A healthcare professional is assessing the severity of a burn injury. What factors does the professional include in this assessment? (Select all that apply.)
o Amount of fluid lost over a 24-hour period
o Severity of the injury caused to other body systems
o Percentage of total body surface area involved
o Circumference of the burn injury
o Depth of the burn injury

A

Percentage of total body surface area involved
Depth of the burn injury

The severity of a burn injury is assessed on the basis of the percentage of the total body surface area involved. Because burn trauma represents a three-dimensional wound, the severity of injury is also assessed in relation to the depth of the injury.

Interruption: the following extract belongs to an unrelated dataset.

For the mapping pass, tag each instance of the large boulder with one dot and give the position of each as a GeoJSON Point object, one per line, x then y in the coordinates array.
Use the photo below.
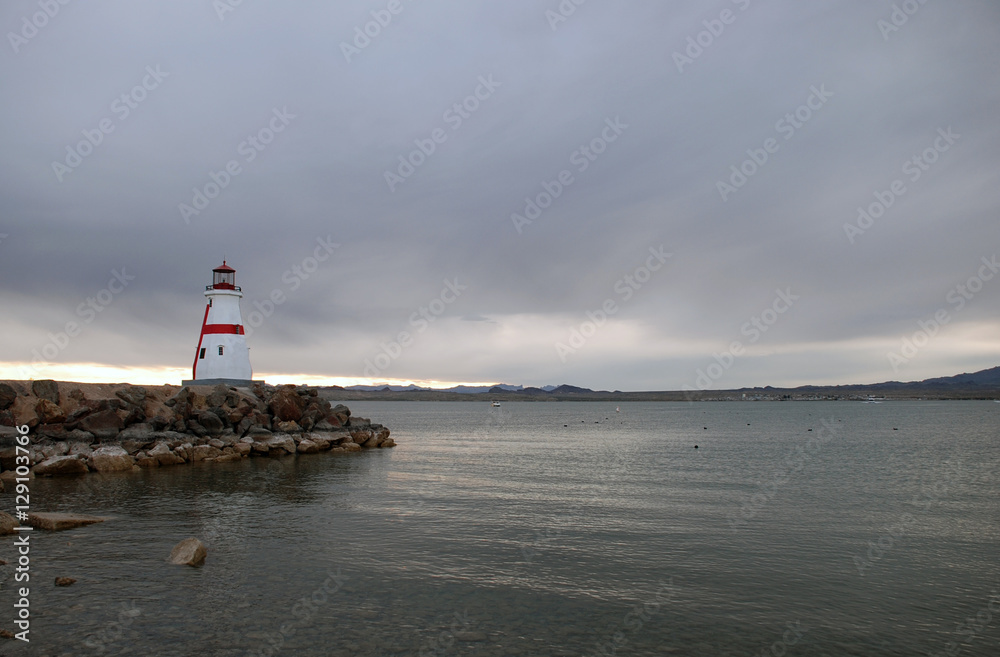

Although the other options are considered when planning treatment, the severity of the burn injury, itself, is not based on any of these.

88
Q

Which cytokines are anti-inflammatory mediators?
o Nitric oxide
o Arachidonic acid metabolites
o IL-11
o Colony-stimulating factor
o IL-4

A

IL-11
Colony-stimulating factor
IL-4

Antiinflammatory mediators include only IL-4, IL-10, IL-11, and IL- 13; transforming growth factor-beta; colony-stimulating factors; soluble TNF receptor; IL-1 receptor antagonist; and activated protein C.

89
Q

A healthcare professional explains that children under 2 years of age have a higher risk for dehydration because of which factors? (Select all that apply)
o Limited glycogen stores
o Immature kidneys
o Inability to concentrate urine
o Larger TBSA compared to weight than adults
o Underdeveloped anti-inflammatory mediators

A

o Immature kidneys
o Inability to concentrate urine
o Larger TBSA compared to weight than adults

Children younger than 2 years lack the ability to concentrate urine because of the immaturity of the renal system (including the kidneys) and are therefore at increased risk for dehydration. They also have a larger TBSA in relationship to weight than do adults. Young children do have limited glycogen stores, but this is not related to becoming dehydrated. A child’s antiinflammatory mediators also do not have a direct impact of hydration status.